TQdrivenws6

I am starting to get further into part throttle tuning on my car and I think at this point I am ready to start looking at the MAF tables. A question came to mind as to the function of the MAF though, I know it uses a hotwire to relate the density of air to temperature changes, but I am curious about its output to the PCM.

Say you have a given engine on a 100 degree day, and at peak hp rpm it is pulling 340 gm/s. Is it possible to correlate that to a 50 degree day (same baro and humidity)?
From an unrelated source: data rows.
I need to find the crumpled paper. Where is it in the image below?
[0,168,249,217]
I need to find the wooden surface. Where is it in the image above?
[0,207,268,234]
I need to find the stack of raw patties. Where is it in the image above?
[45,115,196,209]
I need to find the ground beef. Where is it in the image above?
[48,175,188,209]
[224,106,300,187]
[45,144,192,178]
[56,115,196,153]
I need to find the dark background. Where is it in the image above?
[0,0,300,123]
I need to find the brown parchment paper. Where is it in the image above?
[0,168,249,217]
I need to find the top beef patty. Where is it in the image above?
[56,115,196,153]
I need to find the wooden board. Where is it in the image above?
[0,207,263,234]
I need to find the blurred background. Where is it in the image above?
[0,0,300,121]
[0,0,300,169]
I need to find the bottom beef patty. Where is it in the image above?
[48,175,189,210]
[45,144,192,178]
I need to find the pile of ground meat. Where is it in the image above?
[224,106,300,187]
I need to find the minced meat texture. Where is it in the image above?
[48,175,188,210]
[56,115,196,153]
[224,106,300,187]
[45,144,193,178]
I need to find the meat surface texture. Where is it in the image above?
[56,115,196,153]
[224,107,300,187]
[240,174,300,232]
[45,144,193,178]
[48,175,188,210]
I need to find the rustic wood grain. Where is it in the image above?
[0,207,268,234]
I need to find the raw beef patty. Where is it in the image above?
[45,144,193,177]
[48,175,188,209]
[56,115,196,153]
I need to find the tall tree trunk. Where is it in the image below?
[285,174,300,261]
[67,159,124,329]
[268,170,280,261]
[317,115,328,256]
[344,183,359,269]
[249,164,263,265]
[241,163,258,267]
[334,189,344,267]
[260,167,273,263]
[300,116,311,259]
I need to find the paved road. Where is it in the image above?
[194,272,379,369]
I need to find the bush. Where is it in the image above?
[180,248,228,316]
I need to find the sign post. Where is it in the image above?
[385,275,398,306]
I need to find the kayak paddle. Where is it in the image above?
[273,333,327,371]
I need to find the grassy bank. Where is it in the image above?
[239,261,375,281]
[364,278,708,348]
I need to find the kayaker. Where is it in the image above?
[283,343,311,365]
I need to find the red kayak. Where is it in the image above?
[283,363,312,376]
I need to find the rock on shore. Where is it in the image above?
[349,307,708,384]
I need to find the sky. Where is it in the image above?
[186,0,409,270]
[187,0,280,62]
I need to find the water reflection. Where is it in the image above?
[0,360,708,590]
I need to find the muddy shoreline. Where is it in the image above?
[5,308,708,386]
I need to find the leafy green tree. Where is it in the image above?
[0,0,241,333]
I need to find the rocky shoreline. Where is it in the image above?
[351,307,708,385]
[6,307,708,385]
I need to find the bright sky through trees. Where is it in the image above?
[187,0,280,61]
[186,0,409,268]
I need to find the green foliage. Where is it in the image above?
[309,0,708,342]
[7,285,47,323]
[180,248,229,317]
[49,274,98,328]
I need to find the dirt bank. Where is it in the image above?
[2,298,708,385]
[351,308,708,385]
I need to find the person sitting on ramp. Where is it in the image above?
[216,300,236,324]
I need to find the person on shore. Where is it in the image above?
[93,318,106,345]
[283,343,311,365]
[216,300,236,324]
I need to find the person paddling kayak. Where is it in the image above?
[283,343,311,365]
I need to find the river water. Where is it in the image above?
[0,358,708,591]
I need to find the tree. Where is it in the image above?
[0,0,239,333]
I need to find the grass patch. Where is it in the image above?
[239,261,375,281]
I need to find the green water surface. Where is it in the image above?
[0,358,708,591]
I would imagine that the AFGS would increase due to the engine injesting more air in the cooler, more dense, charge.

VinceTrifecta

This is the advantage of a MAF versus speed density system. MAF sensors have the ability to directly measure air flow, regardless of temperature or density, into the engine whereas speed density uses a calculation with the inputs of the absolute intake manifold pressure, inlet air temperature and volumetric efficiency of the engine to *estimate* how much air is flowing into the engine. For stock, or mostly stock vehicles, MAF systems are, in most cases going to produce more precise and consistent fueling under a variety of operating conditions then speed density systems will.

So, yes, for a given operating range of the vehicle, the AFGS will be higher when the air is colder. When tuning MAF tables I always worry about how the car is going to run when its warmer out (or at higher elevation), because that portion of the MAF tables are inaccessible through driving alone.
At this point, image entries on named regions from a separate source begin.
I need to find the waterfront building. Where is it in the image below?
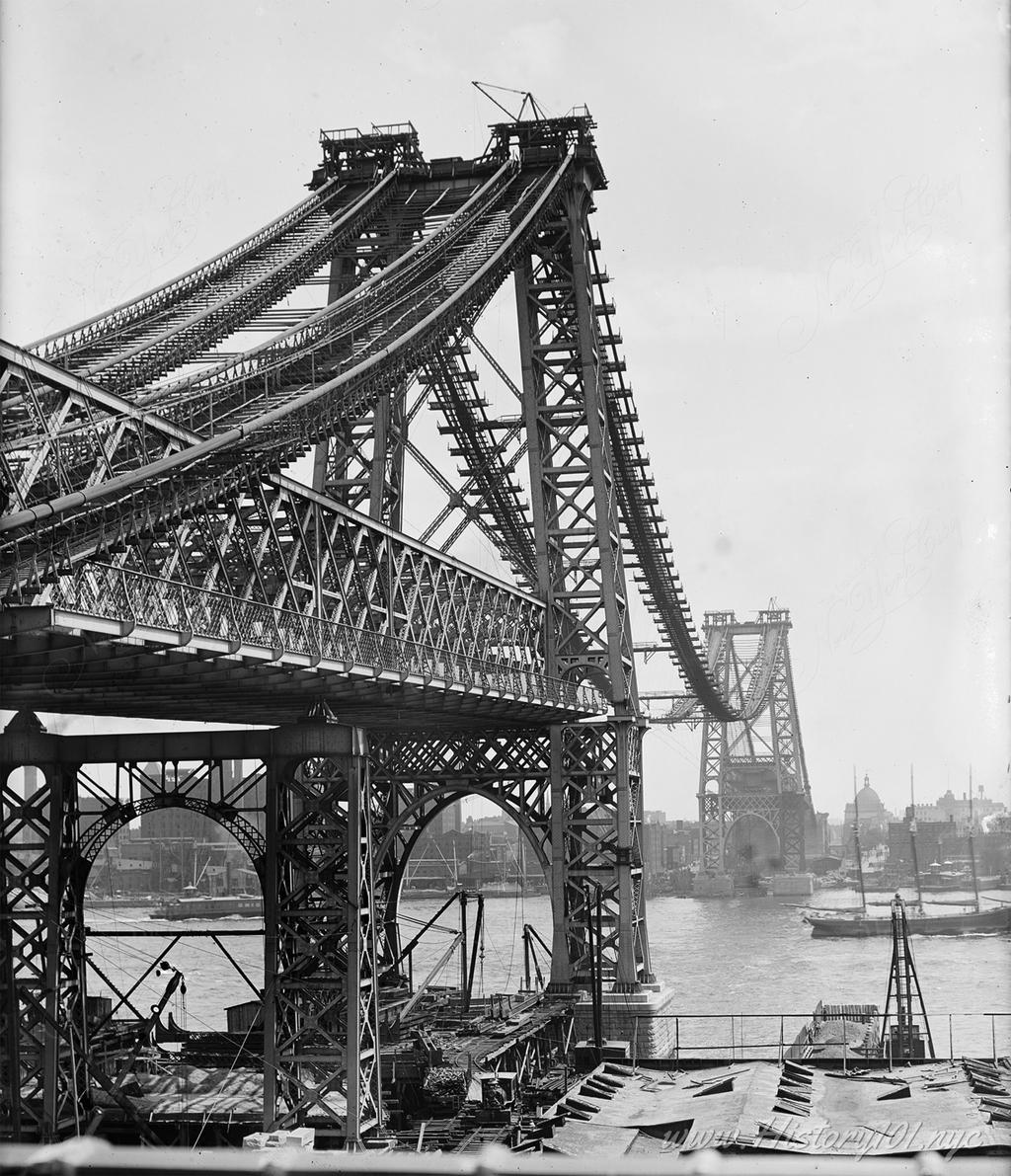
[843,772,895,852]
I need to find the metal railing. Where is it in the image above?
[631,1012,1011,1064]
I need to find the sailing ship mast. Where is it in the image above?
[853,764,868,915]
[969,763,979,911]
[908,764,924,915]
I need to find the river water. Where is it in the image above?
[87,891,1011,1057]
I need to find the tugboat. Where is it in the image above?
[148,886,264,919]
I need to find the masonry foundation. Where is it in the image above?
[575,984,674,1058]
I believe the best course of action is to scale the MAF table in a linear fashion through the areas of the table that are inaccessible given the weather conditions of the day that you are tuning it and revisit it again, if you can, when the air is warmer, and less dense.

evilundisguised

What "portion of the MAF tables" are you referring to? I was under the impression that the sensor works independently of factors which affect air density (temperature, barometric pressure), so you don't need to calibrate it for different temperatures.

LiENUS

The MAF tables need to be calibrated for the sensor, some portions of the MAF tables (very low frequencies or very high frequencies) are hard to hit in normal driving due to the fact that the stock MAF maxes out at 471.51 grams per second and has a minimum of 2.45 grams per second. Right now my car sucks in about 7 grams per second, thats ~2512Hz, how do I get it all the way down to 1488Hz that 2.45 grams requires? Hes talking about using a wideband and a few other calculations to insure the MAF tables are properly calibrated to the MAF sensor that is on the car, so that when its at 1488Hz it actually reads 2.40 and not 2.45 grams because the stock calibration was wrong (Just an example not necessarily accurate).

VinceTrifecta

Yes, I was referring to the MAF frequency calibration tables.

evilundisguised

You shouldn't reach the limits of the sensor during normal (stock-ish) operation, that would be a bad system design. I'm not quite following you; tiny miscalibrations like you're mentioning are corrected via closed-loop feedback from the O2 sensors.
I don't think you're thinking what Vince was thinking anyway, since he seemed to be geared toward temperature variation induced miscalibrations.

LiENUS

You misunderstood my post. When you switch MAFs or do something such as descreening/porting the MAF there are very large variations, Much larger than you want the O2 sensors to even attempt correcting (plus theres open loop startup mode). You recalibrate the MAF tables to handle those changes.

evilundisguised

I understand that. I just don't understand how it related to the questions/ideas presented by TQdrivenws6 and Vince Trifecta.

TQdrivenws6 you're asking if cooler air temperature can be related to an increase in measured AFGS? Well, it's observed by seeing a certain engine produce more power with cooler intake temps. I've never seen a direct correlation between temperature and AFGS, that won't be so easy to calculate as flow characteristics are affected by many things. Maybe it could be roughly approximated by the percentage increase in air mass between two temperatures, given constant volume and pressure, calculated by the ideal gas law:

PV=nRT

or rearranged and removing constants,

n (is proportional to ) 1/T, where n = number of atoms and T = temperature in Kelvin

So with your proposed temperature conditions (100F = 311K, 50F = 283K)
Change in n between the 2 conditions is 9.9%
That'd be roughly 25-30hp on a stockish-bolton LT1. Sounds a little optimistic to me... maybe it's not the best approximation after all

Injuneer

The sensor measures the mass air flow, so it picks up the change in density due to the change in air temperature. If you are pulling 340 gps on a 100*F day (560* absolute), AND NOTHING BUT THE TEMPERATURE CHANGES, you will pull 373 gps on a 50*F (510* absolute) day:

(560 / 510) X 340 = 1.098 X 340 = 373.3 gps.

VinceTrifecta

Thanks. That's what I was attempting to say in my post above.

evilundisguised

Mass is proportional to # of atoms, right?
What scale is your absolute temperature on?